I understand why white Americans — especially white cops — dislike Al Sharpton. He has the ability both to hold the system accountable and to bring mass public attention to a questionable death of a black person at the hands of the police. But he never calls for violence. Protests and free speech are protected under the Constitution.
De Blasio, as a mayor of all of the people, was trying to be protect the rights of the protesters to express their point of view, and to give the cops enough authority to take control if a situation got out of hand, which I am sure the N.Y.P.D. can do. Too much resistance can incite violence and unnecessary hostility. Most protests will remain peaceful and “walk themselves out.”
My experience taught me that the masses just want a way to express their outrage, not be violent. If you stop the protest march from crossing a bridge, the mass blockage stops traffic. If they march across the bridge, the inconvenience passes with the march. They need an end goal where they can hold a protest rally.
The solution Lynch is suggesting — to give the police the ultimate authority — would mean we are living in a police state. And what is the problem with de Blasio, even as mayor, telling his children that because they are black, it can mean dealing with a different set of rules?
No, I do not believe most cops are racist. The system is set up to be unequal. The divisions are wide.
It took me a few years of living in a drug-saturated community to get an inside look at who sells drugs, who buys drugs, who uses drugs, the institutional racial discrimination.
Starting with Operation Pressure Point in 1984, hundreds of people involved in the illegal drug business went to jail — and with the Rockefeller Drug Laws, it was not unheard of to get a sentence of 20 years or more.
Over the years, hundreds of people involved in the drug trade were incarcerated. That is the law. But what the law doesn’t explain is why most of the people in jail are black and Hispanic. The majority of people coming into our community to buy drugs were white, often from New Jersey. It is a common practice for a buyer to be supplying more than just him- or herself.
After President Reagan was elected, it was no secret: It was snowing cocaine on Wall St. Back then, there was all the glamour connected to cocaine — using hundred-dollar bills or specially designed gold spoons to sniff the powder, the keychain ornaments to hold your coke, the razorblade jewelry.

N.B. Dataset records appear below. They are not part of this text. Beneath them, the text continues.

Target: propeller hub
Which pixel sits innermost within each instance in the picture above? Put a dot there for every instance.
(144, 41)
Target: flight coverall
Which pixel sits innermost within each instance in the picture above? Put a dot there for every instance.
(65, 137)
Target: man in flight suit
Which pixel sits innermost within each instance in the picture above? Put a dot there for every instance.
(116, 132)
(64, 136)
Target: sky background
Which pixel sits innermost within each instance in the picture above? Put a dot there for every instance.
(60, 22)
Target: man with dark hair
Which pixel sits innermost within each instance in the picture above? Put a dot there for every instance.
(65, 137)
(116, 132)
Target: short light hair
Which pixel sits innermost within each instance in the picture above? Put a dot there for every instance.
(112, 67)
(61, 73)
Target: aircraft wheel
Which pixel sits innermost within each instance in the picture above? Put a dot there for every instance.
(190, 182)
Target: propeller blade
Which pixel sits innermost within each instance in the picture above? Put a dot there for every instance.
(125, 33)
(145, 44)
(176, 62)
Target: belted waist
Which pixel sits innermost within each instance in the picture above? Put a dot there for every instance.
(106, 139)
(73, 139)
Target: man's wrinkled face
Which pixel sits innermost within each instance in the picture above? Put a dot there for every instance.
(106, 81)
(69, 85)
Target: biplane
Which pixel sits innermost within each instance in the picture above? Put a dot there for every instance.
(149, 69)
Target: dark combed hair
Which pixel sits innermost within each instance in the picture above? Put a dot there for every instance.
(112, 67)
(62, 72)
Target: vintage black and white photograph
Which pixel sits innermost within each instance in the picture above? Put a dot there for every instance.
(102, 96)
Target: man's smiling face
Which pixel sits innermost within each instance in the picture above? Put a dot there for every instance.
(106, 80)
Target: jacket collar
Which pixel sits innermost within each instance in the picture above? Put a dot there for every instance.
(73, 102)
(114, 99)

The out-of-control celebrity types were being habitually arrested and going to rehab, and there were the oft-told public tales of rock’n’rollers’ use of illegal drugs, the Mollen Commission’s findings exposing the drug-related corruption in the Police Department, and on and on.
Yet, the prison system does not reflect this difference. Illegal drugs are everywhere. Yet the ones ending up in jail are black or Hispanic. Just as the majority of individuals who end up dead in a situation involving the police are black men.
We are in self-denial if we cannot see this point. We need an Al Sharpton to keep us aware of what is going on. Let the courts settle the matter.
I believe the majority of New Yorkers — certainly including the mayor, Al Sharpton and most of the protesters — are outraged two police officers were assassinated. It is time for a little restraint and to start to actually deal with our social problems before things spin completely out of control. There have to be splits in the Police Department as the rhetoric starts to become so divisive.
In the end, the police proved that by having a disciplined force, competent experienced leaders, using standard police procedure, they could control the streets. I am not sure how things got so out of control that the police needed to become so militarized. How did the police become so afraid of the citizens they are paid to protect?